The Scottish Government has seized on new research from the National Institute of Economic and Social Research (NIESR) that says UK service exports could be cut by up to 60% if the UK was removed from the European Single Market.
“New independent research published today has highlighted the risks a hard Brexit will have on exports,” said the Scottish Government.
“The study by the NIESR economic think-tank says UK exports from the services sector could be cut by up to 60%.
“For Scotland this would be equivalent to a £2.3 billion hit.”
The research also said trade in goods could decline by between 35% and 44%.
“If Scottish goods exports were to fall by a similar amount, the cost would be around an additional £3 billion,” said the Scottish Government.

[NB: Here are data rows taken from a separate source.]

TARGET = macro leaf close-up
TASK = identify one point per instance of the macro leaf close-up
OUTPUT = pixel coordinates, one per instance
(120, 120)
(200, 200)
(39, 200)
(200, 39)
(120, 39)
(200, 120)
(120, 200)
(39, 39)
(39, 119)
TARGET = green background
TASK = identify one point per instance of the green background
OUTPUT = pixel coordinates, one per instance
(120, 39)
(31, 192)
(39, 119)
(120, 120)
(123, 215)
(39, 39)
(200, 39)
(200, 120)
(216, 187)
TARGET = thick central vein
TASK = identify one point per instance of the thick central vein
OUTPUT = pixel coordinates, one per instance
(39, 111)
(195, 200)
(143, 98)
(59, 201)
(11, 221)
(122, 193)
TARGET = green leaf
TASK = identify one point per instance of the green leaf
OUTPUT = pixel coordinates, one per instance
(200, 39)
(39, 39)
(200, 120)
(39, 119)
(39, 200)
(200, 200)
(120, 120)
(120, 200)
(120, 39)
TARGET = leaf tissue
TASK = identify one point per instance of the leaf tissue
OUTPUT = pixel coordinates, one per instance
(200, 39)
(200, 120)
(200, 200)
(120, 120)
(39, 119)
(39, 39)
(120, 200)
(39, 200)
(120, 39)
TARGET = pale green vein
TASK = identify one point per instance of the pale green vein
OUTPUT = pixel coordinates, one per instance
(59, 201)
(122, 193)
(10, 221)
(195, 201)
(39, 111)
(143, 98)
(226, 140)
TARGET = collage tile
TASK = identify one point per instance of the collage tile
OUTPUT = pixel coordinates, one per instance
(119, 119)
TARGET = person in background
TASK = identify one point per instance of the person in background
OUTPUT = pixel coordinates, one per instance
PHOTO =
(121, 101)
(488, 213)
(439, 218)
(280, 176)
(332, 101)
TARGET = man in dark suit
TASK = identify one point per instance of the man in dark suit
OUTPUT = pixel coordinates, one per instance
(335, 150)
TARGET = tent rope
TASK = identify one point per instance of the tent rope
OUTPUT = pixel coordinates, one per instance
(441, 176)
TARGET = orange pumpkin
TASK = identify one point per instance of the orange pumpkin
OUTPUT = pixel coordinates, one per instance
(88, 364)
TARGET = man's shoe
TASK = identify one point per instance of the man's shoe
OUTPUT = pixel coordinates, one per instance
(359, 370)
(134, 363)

Minister for UK Negotiations on Scotland’s Place in Europe, Michael Russell said: “Scotland voted overwhelmingly to remain in the EU and this is another report which shows the severe cost to jobs and exports if the UK Government removes Scotland from the Single Market against our will.
“Services exports from Scotland to Europe have been growing rapidly in recent years and to stop this growth would be a severe blow to our long-term economic prospects.
“That’s why the Scottish Government is exploring every option to protect our relationship with, and place in, Europe and in particular our membership of the Single Market.
“If the UK Government is giving assurances to private companies, as it’s been reported, then Scotland should be afforded the same level of respect and engagement on a deal to protect our democratic and economic interests.
“This report shows that even if the UK signed a free trade deal with the EU there will be significant economic damage compared with continuing Single Market membership.
“In the next few weeks the Scottish Government will be publishing detailed proposals for Scotland to remain inside the Single Market even if the rest of the UK leaves.”